What php.ini settings are required to allow a session to remain active for approximately two days?

Question

http://www.php.net/manual/en/session.configuration.php#ini.session.cookie-lifetime

says that a session.cookie_lifetime of 0 \"goes until the browser is closed\". Is

Answer 1

First off I do not recommend to anyone that they play around with session life unless they are aware of the consequences.

In regards to the your question there are actually two systems in place to manage a session.

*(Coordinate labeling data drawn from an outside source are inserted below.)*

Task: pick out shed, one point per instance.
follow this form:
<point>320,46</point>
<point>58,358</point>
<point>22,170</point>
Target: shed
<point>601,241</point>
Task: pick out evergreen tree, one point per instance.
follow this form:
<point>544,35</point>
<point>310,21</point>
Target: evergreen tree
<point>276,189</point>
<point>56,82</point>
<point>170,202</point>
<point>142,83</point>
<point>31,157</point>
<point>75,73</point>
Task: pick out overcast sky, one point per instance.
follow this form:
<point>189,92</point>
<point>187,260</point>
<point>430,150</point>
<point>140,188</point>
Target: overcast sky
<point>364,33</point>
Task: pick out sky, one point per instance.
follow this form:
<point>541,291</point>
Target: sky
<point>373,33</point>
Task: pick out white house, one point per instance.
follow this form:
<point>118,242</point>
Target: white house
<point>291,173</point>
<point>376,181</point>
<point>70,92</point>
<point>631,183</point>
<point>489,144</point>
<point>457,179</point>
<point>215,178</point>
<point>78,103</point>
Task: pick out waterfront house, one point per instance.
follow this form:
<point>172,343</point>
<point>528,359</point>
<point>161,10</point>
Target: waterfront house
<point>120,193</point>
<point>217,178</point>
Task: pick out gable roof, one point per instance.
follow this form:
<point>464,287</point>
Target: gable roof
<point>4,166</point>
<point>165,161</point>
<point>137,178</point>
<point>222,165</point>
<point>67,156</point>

Firstly if you are using PHP's default system you are employing a file based session system where by a file is created on your server which holds the actual data of the clients session, this file is normally named the same as the session id. The user then has a cookie send to there browser which holds the session id client side.

The setting you are referring to ONLY defines the life of the cookie in the clients browser not the life of the session.

A setting of 0: causes the cookie to last until the browser is closed.

A setting higher than 0: causes the session to last that many seconds and is only terminated after that time. The browser can be opened and closed as many times as the user wants and the cookie will remain until the time of expiry.

I believe but could be wrong that the setting is only the number of seconds from when the cookie is created and not an actual timestamp but I could be wrong.

You can change this setting in your php.ini or you can use a combination of session_get_cookie_params and session_set_cookie_params

Clarification

Ignoring server side. The client holds a cookie which holds the SessionID and allows them to access there session. If the cookie is lost the client no longer has the ability to access the session and is in essence lost.

A value of 0 will cause the clients browser to keep the cookie until the browser is closed. If the user was to keep there browser open for a week, the cookie would be kept for a week.

A value greater than 0 will cause the clients browser to keep the cookie for that number of seconds. E.g. If the value was set to 172800 seconds (2 days) the cookie would be held by the browser for 2 days. If the browser is closed during this 2 days the cookie is not destroyed, it is only lost after 2 days.

Why use 0

Using 0 is more secure because when a user has finished using your website on a public system and close the browser the cookie is lost and the session can no longer be accessed preventing another user from opening the browser and continuing the session. It is not reliable to presume that a user will end the session manually (e.g. logout) as many don't.